Com a morte do pai, ela entrou em desespero pela falência iminente dos negócios, passando vários dias sentada sem comer, numa cadeira de balanço na varanda da casa senhorial, esperando os credores para penhorar a propriedade, com o filho de nove anos a lhe trazer alguma fruta tirada do pé. Após onze dias de inércia, entrou em casa, se olhou por um longo tempo no espelho, fez duas malas, uma para ela e outra para o menino, entregando-o no caminho para a esposa do capataz de maior confiança do seu pai.

— Das Dores, eu volto logo pra buscar ele.

— Fique sossegada Sinhazinha, que pro menino Nicolau não vai faltar nada – Disse, vendo a moça de viva beleza e inteligência arguta partir na charrete com destino ignorado.

Ao cair da noite do mesmo dia, ela passou pela porta do estabelecimento.

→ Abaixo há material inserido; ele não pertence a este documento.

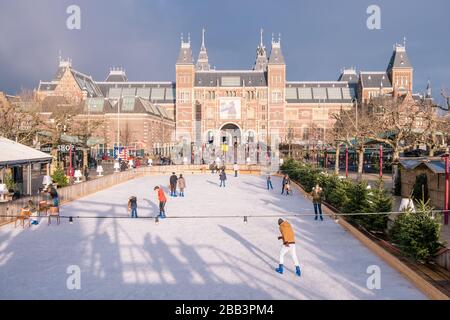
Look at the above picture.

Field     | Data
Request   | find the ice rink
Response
[0,174,426,299]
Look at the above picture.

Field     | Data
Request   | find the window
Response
[313,108,328,121]
[150,88,166,100]
[247,108,255,119]
[247,131,255,143]
[286,110,298,120]
[120,97,135,111]
[272,90,283,103]
[302,127,309,141]
[178,91,191,103]
[286,88,297,100]
[206,108,214,120]
[221,77,241,87]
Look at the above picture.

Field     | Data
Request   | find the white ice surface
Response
[0,175,426,299]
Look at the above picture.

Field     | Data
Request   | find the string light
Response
[0,210,446,223]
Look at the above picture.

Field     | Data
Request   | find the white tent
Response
[0,137,53,168]
[0,137,53,194]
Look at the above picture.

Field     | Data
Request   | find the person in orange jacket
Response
[153,186,167,219]
[275,218,302,277]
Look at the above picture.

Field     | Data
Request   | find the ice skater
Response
[233,163,239,178]
[267,174,273,190]
[282,175,292,196]
[128,196,137,219]
[153,186,167,219]
[169,172,178,197]
[275,218,302,277]
[281,174,289,194]
[178,174,186,198]
[311,184,323,221]
[219,169,227,188]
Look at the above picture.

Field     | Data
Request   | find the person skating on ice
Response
[128,196,137,218]
[311,184,323,221]
[275,218,302,277]
[178,174,186,198]
[169,172,178,197]
[219,169,227,188]
[267,174,273,190]
[153,186,167,219]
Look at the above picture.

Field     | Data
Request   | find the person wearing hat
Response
[275,218,302,277]
[169,172,178,197]
[311,183,323,221]
[153,186,167,219]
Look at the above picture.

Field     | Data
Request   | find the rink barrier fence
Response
[279,175,450,300]
[0,165,269,226]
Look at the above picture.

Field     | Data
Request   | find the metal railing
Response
[0,165,267,225]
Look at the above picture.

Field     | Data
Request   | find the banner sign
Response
[220,99,241,120]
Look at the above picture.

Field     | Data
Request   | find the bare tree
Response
[332,109,370,180]
[0,90,42,145]
[325,114,346,175]
[365,96,424,162]
[417,101,450,157]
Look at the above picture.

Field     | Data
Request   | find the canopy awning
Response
[398,157,445,174]
[0,137,53,168]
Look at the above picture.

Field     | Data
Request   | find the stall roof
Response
[399,157,445,174]
[0,137,53,167]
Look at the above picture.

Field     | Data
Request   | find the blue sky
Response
[0,0,450,101]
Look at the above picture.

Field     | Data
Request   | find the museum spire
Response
[196,28,211,71]
[253,29,268,71]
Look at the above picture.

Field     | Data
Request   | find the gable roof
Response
[286,81,356,104]
[177,42,194,65]
[194,70,267,87]
[269,42,286,64]
[359,71,392,88]
[387,45,412,71]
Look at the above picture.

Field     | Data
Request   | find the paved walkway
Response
[0,175,426,299]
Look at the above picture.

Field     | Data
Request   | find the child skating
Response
[275,219,302,277]
[154,186,167,219]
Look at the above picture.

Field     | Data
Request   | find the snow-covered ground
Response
[0,175,426,299]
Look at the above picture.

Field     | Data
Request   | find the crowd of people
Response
[19,160,323,276]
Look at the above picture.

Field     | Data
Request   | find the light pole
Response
[444,153,449,225]
[380,145,383,178]
[352,98,358,131]
[345,146,348,178]
[116,94,123,161]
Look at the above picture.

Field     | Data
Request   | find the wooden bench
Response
[38,201,50,216]
[47,207,61,225]
[14,208,31,228]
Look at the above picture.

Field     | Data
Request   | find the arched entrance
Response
[220,123,242,163]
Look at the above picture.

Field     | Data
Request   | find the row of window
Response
[178,90,272,103]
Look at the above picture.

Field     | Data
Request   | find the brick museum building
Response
[36,30,418,163]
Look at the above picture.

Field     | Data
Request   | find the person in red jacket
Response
[154,186,167,219]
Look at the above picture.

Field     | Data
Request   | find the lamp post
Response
[352,98,358,131]
[444,153,449,225]
[116,94,123,161]
[345,146,348,178]
[380,145,383,178]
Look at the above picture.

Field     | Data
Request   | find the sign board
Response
[219,99,241,120]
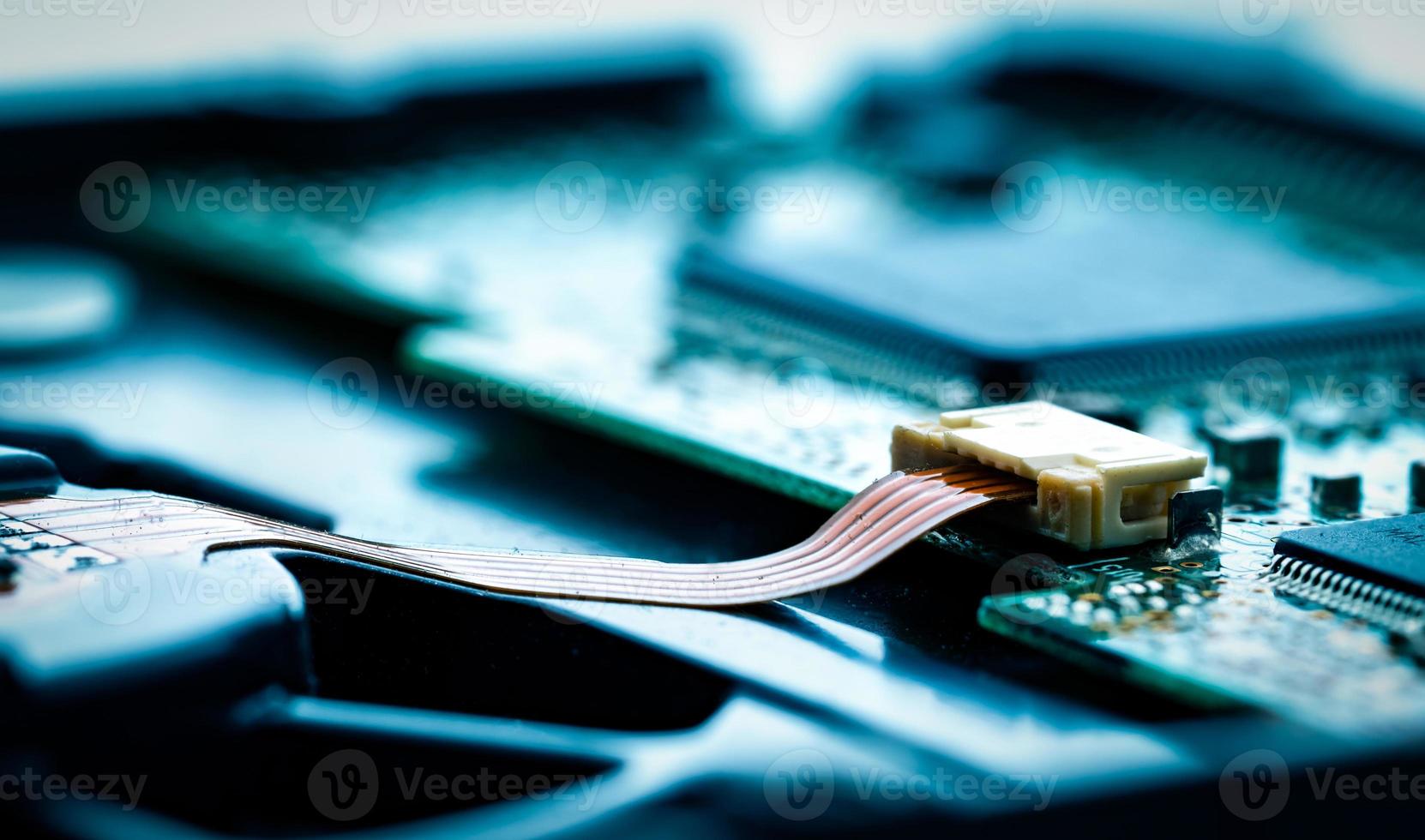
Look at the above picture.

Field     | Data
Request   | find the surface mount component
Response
[1272,514,1425,631]
[681,214,1425,390]
[891,401,1207,548]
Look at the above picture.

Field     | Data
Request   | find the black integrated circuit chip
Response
[1277,514,1425,597]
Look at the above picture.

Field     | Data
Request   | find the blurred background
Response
[0,0,1425,836]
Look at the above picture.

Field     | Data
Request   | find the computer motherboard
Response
[0,20,1425,834]
[128,31,1425,737]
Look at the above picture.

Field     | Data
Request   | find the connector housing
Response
[891,401,1207,549]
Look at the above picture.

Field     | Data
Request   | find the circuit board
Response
[130,51,1425,739]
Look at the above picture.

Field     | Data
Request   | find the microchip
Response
[682,213,1425,386]
[1277,514,1425,597]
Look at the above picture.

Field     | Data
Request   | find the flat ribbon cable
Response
[0,464,1036,607]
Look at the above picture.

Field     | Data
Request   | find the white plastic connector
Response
[891,401,1207,548]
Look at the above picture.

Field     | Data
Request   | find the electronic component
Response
[0,459,1033,607]
[1207,429,1281,498]
[1311,474,1361,517]
[1167,487,1224,547]
[1272,514,1425,614]
[891,401,1207,548]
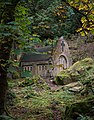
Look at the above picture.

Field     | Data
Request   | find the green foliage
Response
[0,115,14,120]
[55,58,94,84]
[19,77,34,87]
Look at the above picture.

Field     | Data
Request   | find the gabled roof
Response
[20,46,52,62]
[36,46,52,52]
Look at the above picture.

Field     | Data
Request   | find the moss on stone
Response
[55,58,94,84]
[65,96,94,120]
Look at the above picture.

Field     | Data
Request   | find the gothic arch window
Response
[59,55,67,69]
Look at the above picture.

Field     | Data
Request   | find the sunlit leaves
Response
[67,0,94,36]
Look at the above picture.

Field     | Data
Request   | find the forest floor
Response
[7,79,94,120]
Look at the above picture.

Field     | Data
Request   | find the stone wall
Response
[67,35,94,63]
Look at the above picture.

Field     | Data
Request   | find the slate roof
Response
[36,46,52,52]
[20,46,52,62]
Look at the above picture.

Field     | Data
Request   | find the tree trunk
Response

Arrastava com esforço uma mala de couro, e Conde logo viu que ela era diferente. Os seus gestos delicados, a voz baixa e o caminhar dócil de um membro da realeza.

— Me disseram que o senhor é o dono.

— Quem pergunta?

— Meu nome é Rosa e procuro emprego. Algo que dê pro meu sustento e que sobre algum pra mandar pra família – Explicou, desviando o olhar para as dançarinas que ensaiavam no palco.

A raposa velha saiu de trás do balcão e olhou-a de cima a baixo. Era bonita demais para aquilo ali. Além do mais, poderia ser uma esposa fugindo do marido, uma filha fugindo de um cárcere paterno, ou poderia ter aprontado em algum lugar e estava procurando guarida. Tinha que saber mais coisas a respeito daquela Cleópatra, para saber onde estava se metendo.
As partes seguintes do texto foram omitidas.